Vanilla, a term that took me a while to truely understand and even longer to include it in my vocabulary. I understand it as writing it all yourself from the ground up without any additional moving parts. Wiki says

Computer software, and sometimes also other computing-related systems like computer hardware or algorithms, is called Vanilla when not customized from its original form, meaning that it is used without any customizations or updates applied to it.

This code was built from the ground up with nothing but tmux and vim as a text editor. I didn’t even have an internet connection as most of this code base was built on the bus to/from work. Here’s the file structure:

~ $ tree inventory/
├── input
│   ├── bufferinvoker.rb
│   ├── commands
│   │   ├── addcommand.rb
│   │   ├── checkcommand.rb
│   │   ├── command.rb
│   │   ├── ordercommand.rb
│   │   └── showcommand.rb
│   ├── inputbuffer.rb
│   ├── inputhandler.rb
│   ├── invokers.rb
│   └── testing
│   └── buffer-test.rb
├── output
│   └── outputbuffer.rb
├── run.rb
└── system
├── bag.rb
├── exceptions.rb
├── inventory.rb
└── testing
└── bag-tests.rb

6 directories, 17 files

The system is executed via the run.rb command, in my last article I spoke about writing scripts in ruby. The thing that stands out is the low number of test files, but I promise, like a good programmer I used TDD.

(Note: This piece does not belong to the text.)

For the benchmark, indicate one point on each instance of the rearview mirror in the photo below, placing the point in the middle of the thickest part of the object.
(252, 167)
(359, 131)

Essentially I used the command design pattern for input commands. This allows us to seperate out the class that invokes the command from the one that executes it. I used the strategy pattern to design the internal parts of the system. Creating my own data structure and a singleton class which inherits it.

Now I know this article is titled “Vanilla Ruby Fun” but it’s sort of pun title. While writing ruby is a lot of fun, as developers in the ruby community, we need to be aware that this isn’t the only way to write ruby applications. Frankly, this is a terrible way to write ruby there must be a better way.


This app was particularly craft from the ground up as a lesson in ruby design patterns in practise. I’ve since released this version on github and moved on to using some of the tools the ruby community has come up with, hence no longer vanilla ruby.